Kekhawatiran akan memburuknya kondisi

Pekerja bantuan di Tawila khawatir kondisi di wilayah tersebut akan memburuk karena semakin banyak pengungsi internal yang datang dari el-Fasher dan persediaan makanan serta medis terus berkurang.

“Kondisinya sangat buruk, seperti yang telah kami dengar,” Mary Brace, penasihat perlindungan teknis untuk Nonviolent Peaceforce, mengatakan kepada Al Jazeera. “Konflik masih berlangsung, dan tidak ada jaminan keselamatan bagi warga sipil saat mereka mencoba menuju Tawila.”

Kekhawatiran utama para pekerja bantuan adalah menyediakan makanan, air, dan perawatan medis darurat bagi mereka yang melarikan diri dari el-Fasher.

“Bulan-bulan terakhir ini sungguh mengerikan,” kata Brace kepada Al Jazeera. “Orang-orang berbicara tentang ketakutan ekstrem akan pemboman yang terus-menerus. Jumlah pengungsi di sini sungguh mencengangkan. Yang ada hanyalah tingkat trauma yang ekstrem.”

‘Genosida’

Dalam pidatonya yang suram di Dewan Keamanan PBB, Al-Harith Mohamed menyebut peristiwa yang terjadi di el-Fasher sebagai “genosida menurut semua standar dan definisi hukum”.

“Perempuan dan anak perempuan diserang di siang hari bolong,” katanya, seraya menambahkan bahwa Sudan bertanya-tanya “Di mana Dewan Keamanan?”

Duta Besar Sudan meminta PBB untuk mengutuk tindakan RSF dan menetapkan kelompok tersebut sebagai organisasi “teroris”, menuntut kelompok paramiliter tersebut meninggalkan el-Fasher, menerapkan embargo senjata selama setahun terkait konflik tersebut, dan memberikan sanksi kepada kekuatan luar yang mendukung RSF.

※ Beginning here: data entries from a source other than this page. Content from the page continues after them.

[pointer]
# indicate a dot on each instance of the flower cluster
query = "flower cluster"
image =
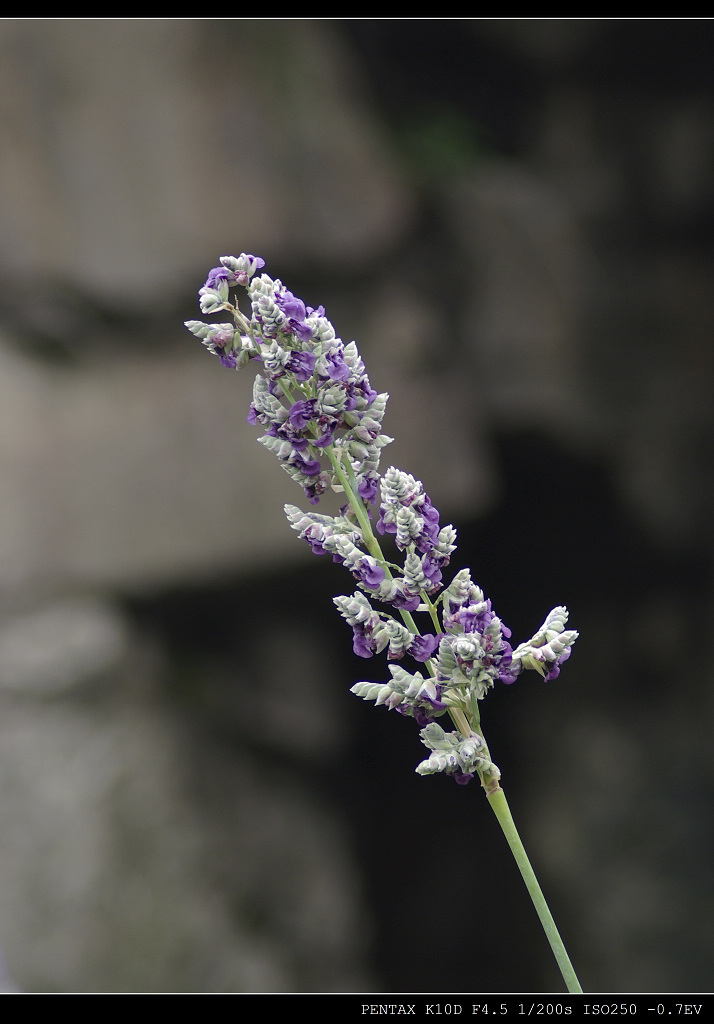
(323, 420)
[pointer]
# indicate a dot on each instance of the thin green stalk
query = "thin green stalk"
(498, 802)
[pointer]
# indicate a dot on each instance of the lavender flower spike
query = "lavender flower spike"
(323, 420)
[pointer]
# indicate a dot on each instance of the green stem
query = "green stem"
(498, 802)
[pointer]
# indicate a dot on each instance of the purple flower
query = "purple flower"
(301, 414)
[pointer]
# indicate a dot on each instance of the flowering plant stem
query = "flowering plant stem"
(499, 804)
(313, 398)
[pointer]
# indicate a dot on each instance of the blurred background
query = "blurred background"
(515, 220)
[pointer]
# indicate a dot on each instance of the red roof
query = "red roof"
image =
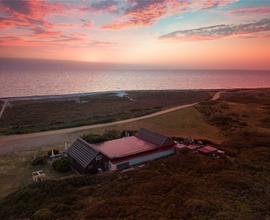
(208, 150)
(124, 147)
(193, 147)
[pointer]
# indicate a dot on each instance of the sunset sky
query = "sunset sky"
(169, 33)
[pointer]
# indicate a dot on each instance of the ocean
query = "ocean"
(15, 82)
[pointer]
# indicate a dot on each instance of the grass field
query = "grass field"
(33, 115)
(16, 170)
(185, 123)
(184, 186)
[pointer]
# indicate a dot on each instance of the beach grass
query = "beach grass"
(26, 116)
(16, 170)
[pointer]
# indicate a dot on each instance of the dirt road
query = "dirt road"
(12, 143)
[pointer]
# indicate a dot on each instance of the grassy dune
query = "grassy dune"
(186, 123)
(33, 115)
(184, 186)
(16, 170)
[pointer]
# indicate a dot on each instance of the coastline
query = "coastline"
(72, 96)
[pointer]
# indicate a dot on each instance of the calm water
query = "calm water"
(56, 82)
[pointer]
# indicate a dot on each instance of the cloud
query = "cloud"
(56, 39)
(221, 31)
(146, 12)
(208, 4)
(102, 6)
(249, 11)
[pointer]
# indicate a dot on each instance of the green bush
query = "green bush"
(62, 165)
(94, 138)
(38, 161)
(43, 214)
(55, 151)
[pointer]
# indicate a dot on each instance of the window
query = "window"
(99, 157)
(122, 166)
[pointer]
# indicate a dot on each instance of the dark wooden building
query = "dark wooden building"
(120, 153)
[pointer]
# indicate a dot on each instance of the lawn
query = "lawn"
(185, 123)
(33, 115)
(16, 170)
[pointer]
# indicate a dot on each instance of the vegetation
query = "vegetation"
(62, 165)
(33, 115)
(55, 151)
(106, 136)
(40, 160)
(184, 186)
(16, 170)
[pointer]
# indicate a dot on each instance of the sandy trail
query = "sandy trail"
(3, 108)
(12, 143)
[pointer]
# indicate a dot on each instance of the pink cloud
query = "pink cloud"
(143, 13)
(248, 11)
(258, 28)
(146, 12)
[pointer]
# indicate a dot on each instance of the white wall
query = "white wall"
(143, 158)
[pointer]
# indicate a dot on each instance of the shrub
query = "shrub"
(55, 151)
(62, 165)
(94, 138)
(38, 161)
(43, 214)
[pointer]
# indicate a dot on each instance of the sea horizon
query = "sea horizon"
(54, 80)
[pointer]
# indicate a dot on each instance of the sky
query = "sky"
(162, 33)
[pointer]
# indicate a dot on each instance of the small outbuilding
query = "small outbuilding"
(120, 153)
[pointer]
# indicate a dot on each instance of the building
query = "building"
(208, 150)
(120, 153)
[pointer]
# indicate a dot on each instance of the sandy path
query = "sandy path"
(12, 143)
(3, 108)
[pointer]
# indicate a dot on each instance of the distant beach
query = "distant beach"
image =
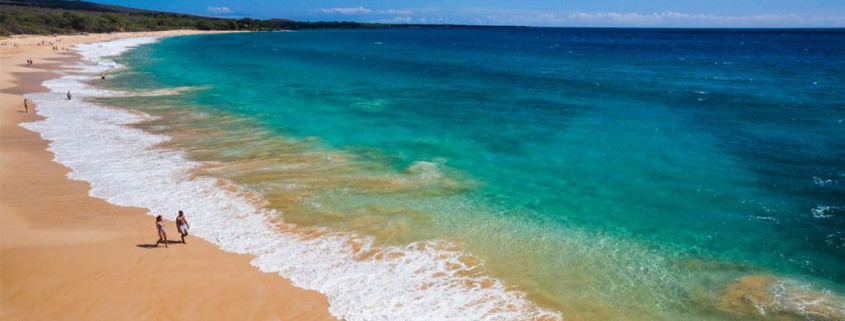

Tahun lalu, PBB meminta negara-negara untuk berhenti memasok senjata kepada pihak-pihak yang terlibat konflik di Sudan. Sebuah komite Dewan Keamanan sebelumnya juga memberikan sanksi kepada dua jenderal RSF karena mengganggu stabilitas negara melalui kekerasan dan pelanggaran hak asasi manusia.